**Edit:** 16 vertices is indeed the smallest possible size for such a graph (see the proof below).

Here's an example of a graph with 16 vertices whose automorphism group is $Q_8$. As we will show, the automorphisms of the graph preserve the colors and arrows:

The symmetry of this graph is similar to the symmetry of the Cayley graph of $Q_8$ shown in the question above. Here's an argument that it's possible to recover the colors and arrows from the structure of the graph itself:

Cyan vertices have degree 7, while yellow vertices have degree 5.

Black edges connect pairs of yellow vertices.

Green edges connect vertices of different colors and do not share triangles with black edges.

Purple edges connect cyan vertices and are involved in triangles with green edges.

Red edges connect vertices of different colors and are involved in triangles with green and purple edges.

Blue edges connect vertices of different colors and are neither red nor green.

Cyan edges connect cyan vertices and are not purple.

Each black edge is involved in exactly one black-red-blue triangle, and the arrow points from the vertex opposite the red edge to the vertex opposite the blue edge.

Using the colors and arrows, it's easy to prove that any automorphism of this graph that fixes a vertex must fix all 16 vertices, so there are at most eight automorphisms.
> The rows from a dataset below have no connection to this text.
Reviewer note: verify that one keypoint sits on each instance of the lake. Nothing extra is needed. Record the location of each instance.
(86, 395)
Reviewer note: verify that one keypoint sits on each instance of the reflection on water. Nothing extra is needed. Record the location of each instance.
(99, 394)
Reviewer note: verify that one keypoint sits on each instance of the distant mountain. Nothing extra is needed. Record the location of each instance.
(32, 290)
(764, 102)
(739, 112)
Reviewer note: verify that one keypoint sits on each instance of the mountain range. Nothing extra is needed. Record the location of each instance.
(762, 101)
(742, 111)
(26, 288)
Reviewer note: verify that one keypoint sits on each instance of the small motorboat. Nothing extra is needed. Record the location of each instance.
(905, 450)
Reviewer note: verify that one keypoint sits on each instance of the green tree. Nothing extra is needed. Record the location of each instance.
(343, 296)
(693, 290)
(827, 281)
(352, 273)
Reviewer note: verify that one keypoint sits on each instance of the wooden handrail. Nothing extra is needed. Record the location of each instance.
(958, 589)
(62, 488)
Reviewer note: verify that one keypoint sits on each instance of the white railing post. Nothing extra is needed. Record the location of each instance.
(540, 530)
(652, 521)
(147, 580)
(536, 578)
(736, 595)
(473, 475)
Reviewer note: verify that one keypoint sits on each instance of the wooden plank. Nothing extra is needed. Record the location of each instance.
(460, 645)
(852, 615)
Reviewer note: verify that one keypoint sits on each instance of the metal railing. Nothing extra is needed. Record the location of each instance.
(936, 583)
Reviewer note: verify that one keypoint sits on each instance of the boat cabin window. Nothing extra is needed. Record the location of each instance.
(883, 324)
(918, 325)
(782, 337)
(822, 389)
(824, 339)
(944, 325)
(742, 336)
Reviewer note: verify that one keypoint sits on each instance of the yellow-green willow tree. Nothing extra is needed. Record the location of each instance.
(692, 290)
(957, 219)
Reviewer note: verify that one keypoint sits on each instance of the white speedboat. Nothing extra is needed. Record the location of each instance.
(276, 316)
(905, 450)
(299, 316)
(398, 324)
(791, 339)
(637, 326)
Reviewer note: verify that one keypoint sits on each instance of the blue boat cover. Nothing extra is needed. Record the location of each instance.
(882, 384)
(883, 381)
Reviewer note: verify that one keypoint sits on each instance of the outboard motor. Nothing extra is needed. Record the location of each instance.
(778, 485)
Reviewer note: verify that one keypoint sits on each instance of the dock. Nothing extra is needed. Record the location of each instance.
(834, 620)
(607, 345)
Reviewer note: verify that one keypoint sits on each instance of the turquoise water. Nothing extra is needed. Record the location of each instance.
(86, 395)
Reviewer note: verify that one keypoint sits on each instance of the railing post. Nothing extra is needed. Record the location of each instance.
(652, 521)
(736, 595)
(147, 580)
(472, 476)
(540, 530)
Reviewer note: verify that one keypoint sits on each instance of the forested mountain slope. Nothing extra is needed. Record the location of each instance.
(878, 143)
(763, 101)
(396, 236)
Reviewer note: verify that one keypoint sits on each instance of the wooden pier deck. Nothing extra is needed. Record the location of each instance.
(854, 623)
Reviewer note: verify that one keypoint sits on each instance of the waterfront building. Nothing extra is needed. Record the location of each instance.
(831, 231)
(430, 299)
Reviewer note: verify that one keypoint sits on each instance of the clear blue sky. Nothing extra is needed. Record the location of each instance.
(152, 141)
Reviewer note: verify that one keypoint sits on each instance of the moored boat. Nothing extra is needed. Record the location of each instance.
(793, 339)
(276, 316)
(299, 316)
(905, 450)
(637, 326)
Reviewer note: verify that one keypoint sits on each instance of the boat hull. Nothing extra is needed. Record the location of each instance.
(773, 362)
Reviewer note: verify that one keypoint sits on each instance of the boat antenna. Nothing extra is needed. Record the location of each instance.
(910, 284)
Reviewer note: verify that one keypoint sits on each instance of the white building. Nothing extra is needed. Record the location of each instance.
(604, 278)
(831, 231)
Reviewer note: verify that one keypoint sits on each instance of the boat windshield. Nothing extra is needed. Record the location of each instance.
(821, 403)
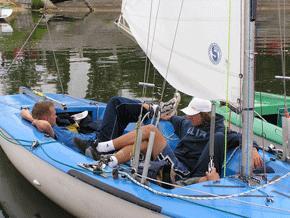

It's easy to check that there are in fact eight automorphisms, which form a copy of $Q_8$.

Incidentally, Babai constructs a 16-vertex graph for $Q_8$ in his paper "On the minimum order of graphs with given group" with 52 edges. The graph above is a slight improvement on this, having the same number of vertices but only 48 edges. Though 16 is the minimum possible number of vertices, it would be interesting to know whether there's a 16-vertex graph with fewer than 48 edges that has symmetry group $Q_8$.

**Edit:** 16 vertices is indeed the minimum possible. Indeed, any graph whose automorphism group is $Q_8$ must have at least two orbits of size $8$.

To see this, observe first that any faithful action of $Q_8$ on a graph must have at least one orbit of size $8$, since otherwise the action factors through $Q/\{\pm 1\}$.

Now, suppose we have a faithful action of $Q_8$ on a graph $G$, and suppose that $G$ has just one orbit of size $8$. Let $v$ be a vertex in this orbit. I claim that switching $v$ with $-1v$ is an automorphism of $G$. This automorphism is not in $Q_8$, since the action of $Q_8$ on the orbit of size $8$ is the left regular action, so it follows that the automorphism group of $G$ is larger than $Q_8$.

To prove that switching $v$ and $-1v$ is an automorphism of $G$, observe that:

If $w$ is any vertex not in the orbit of size $8$, then the stabilizer of $w$ is a proper subgroup of $Q_8$, so $-1w = w$. Thus, there is an edge from $v$ to $w$ if and only if there is an edge from $-1v$ to $w$.

If there is an edge from $v$ to $iv$, then its image under $i$ is an edge from $iv$ to $-1v$. Thus $v$ is connected by an edge to $iv$ if and only if $-1v$ is connected by an edge to $iv$. The same holds for $-iv$, $\pm j v$, and $\pm k v$.

This proves the claim, and therefore 16 is the smallest possible size.

## Best Answer

In general, there is no nice characterization of the connection sets $C$ such that the Cayley graph $\mathrm{Aut}(X(G,C)) \cong G$. (Such a graph is called a graphical regular representation for $G$, abbreviated (thankfully) to GRR.)

It is clearly necessary that the connection set generates the group.

If $G$ admits a non-identity automorphism that, for each element of $G$, either fixes it or maps it to its inverse, then the stabilizer of a vertex for any Cayley graph contains an element of order two. This rules out GRRs for abelian groups with exponent greater than two, and groups like the quaternion group (so-called generalized dicyclic groups).

If a group is not abelian with exponent greater than three, not generalized dicyclic, and has order at least 32 then it does have a GRR. (This is not trivial and rests on the work of a long list of people.)

If $G$ is nilpotent and not abelian, then almost all Cayley graphs for $G$ are GGRs (Babai and me). I proved (using some nontrivial group theory) that if $G$ is a $p$-group with no homomorphism on the the wreath product of $\mathbb{Z}_p$ by $\mathbb{Z}$, and $C$ is a connection set that is not fixed by any non-identity automorphism of $G$, then $X(G,C)$ is a GRR. So in this one case we do have a characterization of the connection sets that result in GRRs.